RBM has its own track this year’s Clinical Research & Operations Worldwide (CROWN) Congress in Philadelphia, which Outsourching-Pharma.com attended.
In the first talk of the afternoon RBM session, Sina Djali, Head, Risk Management – Central Monitoring, Integrated Data Analytics and Reporting, Global Clinical Development Operations, Janssen R&D, opened the conversation by commenting on the increased consensus that RBM is the way of the future.
“We stopped crawling, we’re starting to walk,” said Djali. “In five to ten years we’ll be running marathons all the time, continually.”
This is in part driven by new regulations which will make RBM a necessity (the ICH E6 addendum is scheduled for November 2016). According to the FDA, “Since the development of the ICH GCP Guideline, the scale, complexity, and cost of clinical 22 trials have increased” – which is one of the reasons an addendum is needed.
Additionally, the administration added, “Evolutions in technology and risk management processes offer new opportunities to increase efficiency and focus on relevant activities.”
The quality management addendum (5.0) calls for critical process and data identification as well as risk identification, evaluation, control, communication, review, and reporting
“The sponsor should implement a system to manage quality throughout the design, conduct, recording, evaluation, reporting and archiving of clinical trials,” it added.
“Instead of risk based monitoring being a fashion, it’s part of our regulations,” said Andy Lawton Global Head, Clinical Data Management, Boehringer Ingelheim, during his session at CROWN Congress today.
“Tolerance limits are essential to establish,” he explained. “It’s the way of the future.”
A mind shift
RBM requires a mind shift from an execution perspective, and many are nervous about the required implementation and what it means for the industry.
Mainly, what it means and what will happen if pre-set requirements aren’t met.
“We have to react and think about it,” added Lawton, explaining that the inspectors are also nervous.
Lawton asked the audience to think of the pharma industry as a manufacturing process: if it was, it would be akin to taking raw material from 500 suppliers for its submissions – think Apple making iPads with 500 different sets of screens from around the world.
“That’s what we do in clinical trials,” he explained. “We have to find a way to have better control of the raw data production.”
This control is what regulators are seeking: a transparent quality assessment, up front and in the end to see if standards have been met.
However, Lawton said that “it’s not that much work,” as much of it should be happening already.
“If we don’t know what the variation is going to be with the primary end point, then we’re in trouble,” he added.
Yet, there will be flexibility in changing tolerances as trials advance, but these changes need to be explained.
“We have to think more about what’s happening in clinical trials and be able to explain,” said Lawton.
Establishing tolerance limits also pre-establishes what Lawton calls “knowledge management systems,” and also means that companies will have compliance met at entry.

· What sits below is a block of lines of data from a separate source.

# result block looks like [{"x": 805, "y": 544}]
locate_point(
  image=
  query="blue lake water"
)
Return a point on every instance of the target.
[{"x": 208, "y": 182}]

This management system uses metrics at every step, which is critical to RBM and also allows for better integration at the various steps of a clinical trial.
“In the pharma industry we are far too silo based,” said Lawton. “And that’s recognized by the regulators.” It was one of the key points of having integrated assessment
However, according to Lawton, RBM is about understanding and controlling risk – it doesn’t mean taking risk.
“We aren’t taking risk with our clinical data,” he added. “You have to understand risk. Risks are not issues.”
Using an apt metaphor, considering the current weather in Philadelphia with Jonas, Lawton explained that just because it was icy over the weekend, it didn’t mean you were going to have a car crash, understanding the risk means that we adapt to the more problematic conditions.
“You take account of the situation and you adapt accordingly.”